Thursday, February 18, 2016

Ninotchka (1939)

Just before the onset of World War II three Russian operatives arrive in Paris to sell the legally confiscated jewels of the former Grand Duchess. Unfortunate for them, they chose the same hotel that the Grand Duchess (former) herself was staying at. Her lover (Melvyn Douglas) interrupts the sale and makes a claim on them. The operatives are living the Paris lifestyle waiting for the courts to decide, but Soviet government grows impatient and suspicious. They send in their sternest and most serious envoy to take over negotiations, Nina Ivanovna Yakushova (or Ninotchka to her friends, had she any).

A Lubitsch rom-com written (at least partially) by Billy Wilder, how can it go wrong? Greta Garbo, who underwhelmed in Grand Hotel, sparkles. First as the comically humorless Russian agent then as love-lorn and conflicted. She and the Grand Duchess' lover (soon to be former) cross paths without knowing who they are. He takes a fancy to her and she finds him amusing enough. Then things get complicated.
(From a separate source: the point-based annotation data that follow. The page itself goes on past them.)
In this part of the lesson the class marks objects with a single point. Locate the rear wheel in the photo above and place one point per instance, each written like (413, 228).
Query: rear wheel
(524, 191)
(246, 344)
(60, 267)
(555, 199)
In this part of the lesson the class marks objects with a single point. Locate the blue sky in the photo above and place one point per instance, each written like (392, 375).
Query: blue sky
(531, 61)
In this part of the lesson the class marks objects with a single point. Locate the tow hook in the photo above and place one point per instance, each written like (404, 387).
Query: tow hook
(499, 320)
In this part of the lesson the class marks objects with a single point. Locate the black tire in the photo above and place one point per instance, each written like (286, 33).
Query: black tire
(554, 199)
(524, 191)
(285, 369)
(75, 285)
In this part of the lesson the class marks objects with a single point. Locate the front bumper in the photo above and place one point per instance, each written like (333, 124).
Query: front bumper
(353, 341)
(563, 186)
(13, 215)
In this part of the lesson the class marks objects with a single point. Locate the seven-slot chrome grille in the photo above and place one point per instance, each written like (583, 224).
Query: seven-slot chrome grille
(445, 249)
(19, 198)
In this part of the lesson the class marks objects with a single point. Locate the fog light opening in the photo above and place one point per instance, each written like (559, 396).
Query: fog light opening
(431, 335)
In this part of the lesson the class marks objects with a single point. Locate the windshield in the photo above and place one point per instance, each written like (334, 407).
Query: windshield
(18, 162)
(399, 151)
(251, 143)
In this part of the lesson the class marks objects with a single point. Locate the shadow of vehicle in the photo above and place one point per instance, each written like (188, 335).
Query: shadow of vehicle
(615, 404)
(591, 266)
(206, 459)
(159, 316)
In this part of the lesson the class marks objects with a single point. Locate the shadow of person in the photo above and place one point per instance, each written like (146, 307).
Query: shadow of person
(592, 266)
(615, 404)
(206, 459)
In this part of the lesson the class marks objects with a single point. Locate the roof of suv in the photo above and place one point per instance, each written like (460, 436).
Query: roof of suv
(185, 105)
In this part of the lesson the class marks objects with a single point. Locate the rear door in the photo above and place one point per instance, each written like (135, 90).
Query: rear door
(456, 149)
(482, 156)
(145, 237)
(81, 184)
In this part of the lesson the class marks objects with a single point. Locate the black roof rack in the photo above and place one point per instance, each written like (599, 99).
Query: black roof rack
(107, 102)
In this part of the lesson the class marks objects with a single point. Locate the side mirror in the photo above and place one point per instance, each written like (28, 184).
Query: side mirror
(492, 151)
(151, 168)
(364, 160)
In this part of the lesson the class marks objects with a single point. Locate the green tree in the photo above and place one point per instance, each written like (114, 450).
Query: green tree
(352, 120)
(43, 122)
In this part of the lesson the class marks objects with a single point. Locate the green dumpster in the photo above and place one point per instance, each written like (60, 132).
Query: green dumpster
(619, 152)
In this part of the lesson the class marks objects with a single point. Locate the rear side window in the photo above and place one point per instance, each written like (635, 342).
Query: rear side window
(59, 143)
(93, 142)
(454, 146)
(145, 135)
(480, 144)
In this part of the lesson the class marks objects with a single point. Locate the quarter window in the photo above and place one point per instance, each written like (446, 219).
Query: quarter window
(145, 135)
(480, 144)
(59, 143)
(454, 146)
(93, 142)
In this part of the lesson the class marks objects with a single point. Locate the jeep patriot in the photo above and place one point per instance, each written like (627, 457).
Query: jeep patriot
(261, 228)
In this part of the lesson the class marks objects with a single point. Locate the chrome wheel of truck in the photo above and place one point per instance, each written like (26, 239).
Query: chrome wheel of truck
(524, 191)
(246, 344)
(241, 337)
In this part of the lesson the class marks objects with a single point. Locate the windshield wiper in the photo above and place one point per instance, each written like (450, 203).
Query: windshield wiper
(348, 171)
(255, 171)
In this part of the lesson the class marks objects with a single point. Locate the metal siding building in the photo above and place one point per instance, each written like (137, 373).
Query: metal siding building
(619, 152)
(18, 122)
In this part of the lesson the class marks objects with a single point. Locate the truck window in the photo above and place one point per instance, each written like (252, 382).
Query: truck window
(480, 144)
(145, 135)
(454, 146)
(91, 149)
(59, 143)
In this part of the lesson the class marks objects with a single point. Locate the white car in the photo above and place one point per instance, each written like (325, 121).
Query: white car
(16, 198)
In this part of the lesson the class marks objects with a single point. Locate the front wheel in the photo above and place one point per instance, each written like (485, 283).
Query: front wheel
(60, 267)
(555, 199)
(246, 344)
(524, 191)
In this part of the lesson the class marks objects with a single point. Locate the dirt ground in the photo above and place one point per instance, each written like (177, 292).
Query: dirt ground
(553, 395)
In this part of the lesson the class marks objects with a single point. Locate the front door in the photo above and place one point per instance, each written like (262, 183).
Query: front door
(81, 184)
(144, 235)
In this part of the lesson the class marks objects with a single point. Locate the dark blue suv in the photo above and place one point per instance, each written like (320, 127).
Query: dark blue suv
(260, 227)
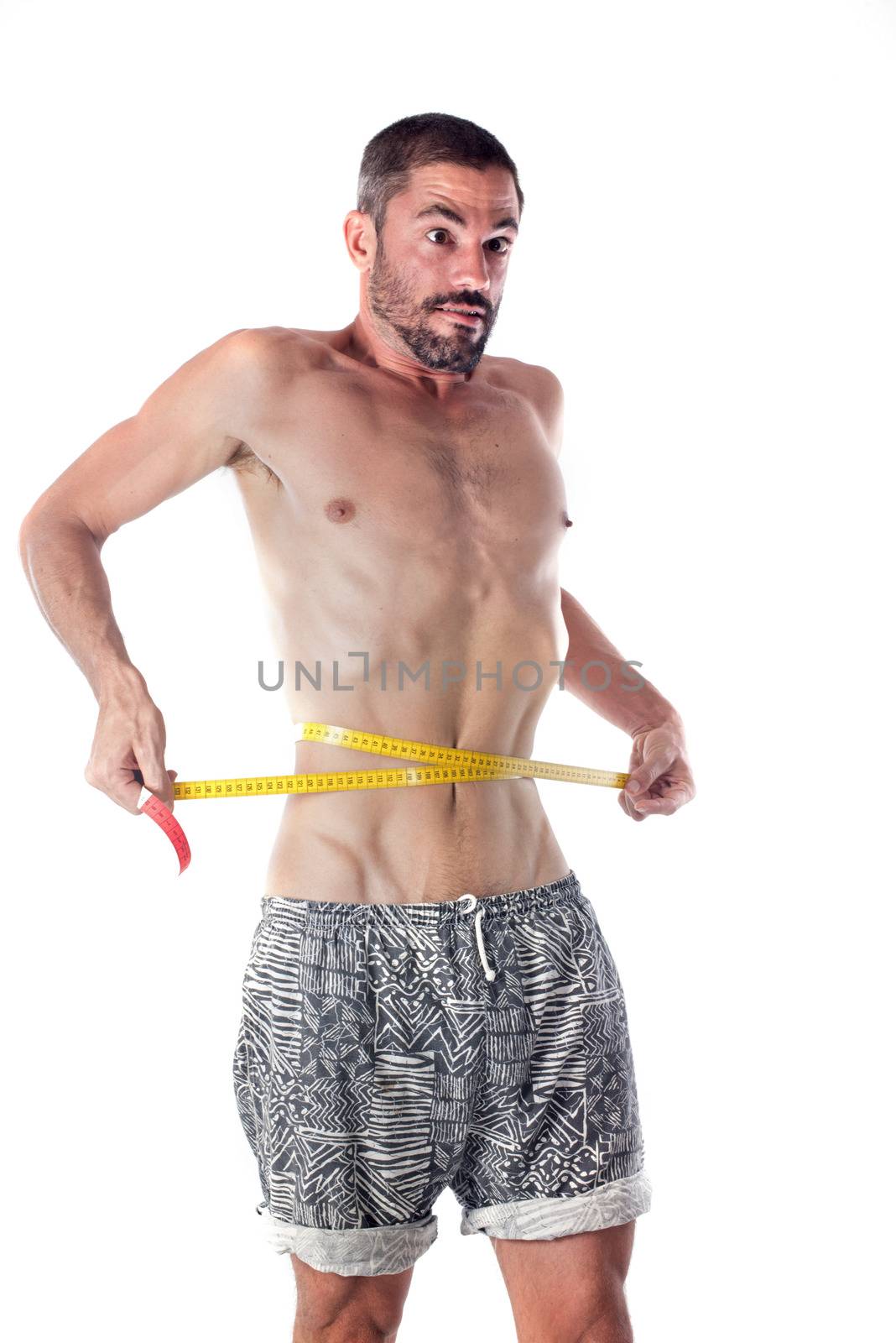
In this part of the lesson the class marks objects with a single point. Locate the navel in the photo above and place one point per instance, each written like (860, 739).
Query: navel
(340, 510)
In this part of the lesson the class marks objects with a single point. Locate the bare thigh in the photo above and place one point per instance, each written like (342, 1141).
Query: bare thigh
(331, 1309)
(569, 1289)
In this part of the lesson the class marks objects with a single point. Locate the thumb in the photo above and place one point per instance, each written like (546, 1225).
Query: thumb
(656, 759)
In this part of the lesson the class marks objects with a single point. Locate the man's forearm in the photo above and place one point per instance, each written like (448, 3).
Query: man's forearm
(60, 559)
(612, 687)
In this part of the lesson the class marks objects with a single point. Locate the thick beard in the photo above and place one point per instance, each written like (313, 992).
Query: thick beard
(391, 300)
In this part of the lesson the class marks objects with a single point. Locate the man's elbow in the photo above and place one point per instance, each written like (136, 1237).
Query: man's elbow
(44, 521)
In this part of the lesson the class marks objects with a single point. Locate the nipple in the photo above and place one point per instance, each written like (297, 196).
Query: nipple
(340, 510)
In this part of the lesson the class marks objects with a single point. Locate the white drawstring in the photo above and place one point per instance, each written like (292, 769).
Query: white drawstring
(481, 943)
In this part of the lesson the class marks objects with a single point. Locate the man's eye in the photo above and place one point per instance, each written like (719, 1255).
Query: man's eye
(497, 250)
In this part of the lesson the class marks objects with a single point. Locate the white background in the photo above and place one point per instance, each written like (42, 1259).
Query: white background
(707, 262)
Hey, Bela Lugosi is here! Briefly. He has a quick and unimportant scene late in the film telling Ninotchka to check in with the same three operatives again, this time in Constantinople (not Istanbul). Was he begging for bit parts already?

Wonderfully written, delightfully performed, Ninotchka is a lot of fun. It does seem to lose track and go heavy handed on the Soviet social commentary, but that doesn't spoil a great viewing experience. AMRU 4.
"The last mass trials were a great success. There are going to be fewer but better Russians."